All the observations are clinically appealing because combined treatment with an EGFR and MET inhibitor, specifically in patients with evidence of MET amplification at baseline, may lead to extended progression and better outcome.

A study showed that MET amplification together with EMT, and stem cell-like features are observed in non-small cell lung cancer cells with acquired resistance to Afatinib, an EGFR-TKI (118). It was also demonstrated that resistance of non-small lung cancer patients to EGFR inhibitors is due to EGFR T790M mutation and MET amplification (119). Moreover, the patients acquired resistance to the MET receptor inhibitors used as a therapeutic approach in clinical trials. The mechanism of the resistance involved ABCB1 overexpression, which was associated with CSC properties and EMT (119).

Taken together, MET involved in enhancing and maintaining cancer stem cell properties may be responsible for resistance to antitumor therapy (Fig. 2).

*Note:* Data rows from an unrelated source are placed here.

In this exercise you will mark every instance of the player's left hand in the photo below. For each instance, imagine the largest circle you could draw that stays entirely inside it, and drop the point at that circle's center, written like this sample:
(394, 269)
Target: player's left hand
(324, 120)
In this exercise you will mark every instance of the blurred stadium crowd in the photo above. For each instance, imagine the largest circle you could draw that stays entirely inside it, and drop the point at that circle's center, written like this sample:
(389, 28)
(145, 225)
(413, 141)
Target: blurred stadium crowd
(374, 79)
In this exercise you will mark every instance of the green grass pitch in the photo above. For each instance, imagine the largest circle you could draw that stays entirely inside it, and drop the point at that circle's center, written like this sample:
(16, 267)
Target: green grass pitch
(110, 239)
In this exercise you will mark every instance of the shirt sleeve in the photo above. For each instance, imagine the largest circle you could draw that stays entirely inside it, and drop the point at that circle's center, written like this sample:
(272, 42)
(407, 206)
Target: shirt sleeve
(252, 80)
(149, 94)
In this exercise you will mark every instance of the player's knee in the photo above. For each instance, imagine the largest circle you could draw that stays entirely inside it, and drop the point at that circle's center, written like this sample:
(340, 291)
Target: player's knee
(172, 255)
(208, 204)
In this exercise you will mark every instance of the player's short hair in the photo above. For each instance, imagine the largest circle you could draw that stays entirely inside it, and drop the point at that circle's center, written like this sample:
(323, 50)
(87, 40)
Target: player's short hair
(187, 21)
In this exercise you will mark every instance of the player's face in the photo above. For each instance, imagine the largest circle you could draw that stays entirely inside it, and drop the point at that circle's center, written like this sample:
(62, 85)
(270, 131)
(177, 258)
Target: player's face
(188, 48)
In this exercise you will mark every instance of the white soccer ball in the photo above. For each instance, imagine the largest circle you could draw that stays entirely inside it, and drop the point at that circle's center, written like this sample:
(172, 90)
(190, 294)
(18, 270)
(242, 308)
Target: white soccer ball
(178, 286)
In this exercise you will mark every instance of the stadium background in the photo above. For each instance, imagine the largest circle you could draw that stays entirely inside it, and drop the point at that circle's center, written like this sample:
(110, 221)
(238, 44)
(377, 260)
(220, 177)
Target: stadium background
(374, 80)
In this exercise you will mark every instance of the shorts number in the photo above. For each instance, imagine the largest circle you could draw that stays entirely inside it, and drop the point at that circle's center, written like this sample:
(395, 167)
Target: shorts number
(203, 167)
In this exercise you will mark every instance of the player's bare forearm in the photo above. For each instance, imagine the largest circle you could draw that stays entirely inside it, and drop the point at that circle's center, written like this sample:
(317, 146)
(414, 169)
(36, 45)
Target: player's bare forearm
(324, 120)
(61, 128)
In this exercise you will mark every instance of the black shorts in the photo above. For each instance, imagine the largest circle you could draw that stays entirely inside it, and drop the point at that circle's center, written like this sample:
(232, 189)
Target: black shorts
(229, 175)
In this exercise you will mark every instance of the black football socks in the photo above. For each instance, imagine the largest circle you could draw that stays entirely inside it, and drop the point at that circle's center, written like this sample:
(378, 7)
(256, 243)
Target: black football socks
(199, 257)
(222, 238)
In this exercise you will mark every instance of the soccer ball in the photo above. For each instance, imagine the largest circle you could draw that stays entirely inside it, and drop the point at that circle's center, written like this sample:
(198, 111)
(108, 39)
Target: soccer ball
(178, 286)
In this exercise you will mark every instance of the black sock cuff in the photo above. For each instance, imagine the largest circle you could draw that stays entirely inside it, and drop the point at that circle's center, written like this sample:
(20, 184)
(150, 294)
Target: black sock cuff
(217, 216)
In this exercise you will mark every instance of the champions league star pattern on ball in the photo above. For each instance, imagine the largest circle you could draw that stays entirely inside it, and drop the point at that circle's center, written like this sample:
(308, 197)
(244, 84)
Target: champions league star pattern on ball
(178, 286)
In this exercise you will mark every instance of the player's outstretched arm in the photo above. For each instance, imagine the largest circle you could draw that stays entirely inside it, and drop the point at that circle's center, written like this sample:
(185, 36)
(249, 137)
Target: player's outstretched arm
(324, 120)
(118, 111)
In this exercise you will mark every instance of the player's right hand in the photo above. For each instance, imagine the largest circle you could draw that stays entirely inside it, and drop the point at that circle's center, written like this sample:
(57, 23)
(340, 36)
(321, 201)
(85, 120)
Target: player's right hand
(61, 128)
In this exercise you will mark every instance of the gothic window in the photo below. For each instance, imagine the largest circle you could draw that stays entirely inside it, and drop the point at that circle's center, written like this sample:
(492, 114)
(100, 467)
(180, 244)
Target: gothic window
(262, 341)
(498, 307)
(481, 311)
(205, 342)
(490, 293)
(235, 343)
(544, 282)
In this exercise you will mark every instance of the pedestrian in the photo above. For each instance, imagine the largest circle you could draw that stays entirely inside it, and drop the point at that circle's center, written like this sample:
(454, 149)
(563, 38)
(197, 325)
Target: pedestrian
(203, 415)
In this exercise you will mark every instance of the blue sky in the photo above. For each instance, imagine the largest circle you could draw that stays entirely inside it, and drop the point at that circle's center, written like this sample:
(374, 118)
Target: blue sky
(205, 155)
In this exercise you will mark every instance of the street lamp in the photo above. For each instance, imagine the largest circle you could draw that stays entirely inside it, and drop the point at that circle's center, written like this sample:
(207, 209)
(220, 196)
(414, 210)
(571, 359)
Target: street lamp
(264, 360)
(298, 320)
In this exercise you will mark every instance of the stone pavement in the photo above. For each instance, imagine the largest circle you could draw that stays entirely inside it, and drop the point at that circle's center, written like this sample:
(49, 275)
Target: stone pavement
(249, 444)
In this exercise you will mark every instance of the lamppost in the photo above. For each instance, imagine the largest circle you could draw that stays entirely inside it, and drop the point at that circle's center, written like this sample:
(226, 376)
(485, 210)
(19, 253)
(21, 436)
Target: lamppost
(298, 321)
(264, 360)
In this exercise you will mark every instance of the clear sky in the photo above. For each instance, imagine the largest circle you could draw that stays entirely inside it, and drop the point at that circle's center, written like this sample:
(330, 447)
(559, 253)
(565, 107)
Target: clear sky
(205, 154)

Targeted therapies with compounds inhibiting a specific target molecule opened a new direction in the treatment of cancer. The development of targeted therapies requires the identification of good targets that are known to play a key role in tumor cell growth and survival and are more effective and less toxic than previous standards of care involving cytotoxic therapies (120). Targeted therapy relies on the concept of ‘oncogene addiction’ that reveals a possible ‘Achilles heel’ of cancer cells, wherein they depend on a single oncogenic pathway for sustained proliferation and/or survival (121,122). This means that the inhibition of a single pathway, gene or protein to which they are addicted results in the inhibition of their growth or even their death (121). Unfortunately, targeted therapeutics in cancer has not yet met the high expectations of patients and physicians because some patients relapsed following treatment with specific inhibitors as a result of acquired resistance mechanisms (120,123). CSCs have been shown to be largely responsible for chemoresistant phenotypes in various tumors, thus, the development of new, targeted, effective therapies has become focused on identifying factors that drive and sustain CSCs. The CSC hypothesis predicts that only therapies that efficiently eliminate population of CSCs are able to induce long-term response and stop tumor recurrence. The activation of the MET receptor axis has been directly implicated in acquiring chemoresistance, maintaining clonogenicity and ability to self-renew in various tumor cell populations. In the light of our knowledge MET seems to have two faces: acts as a promising factor for developing personalized cancer therapy and as a factor responsible for cancer stem cell properties and therapy resistance.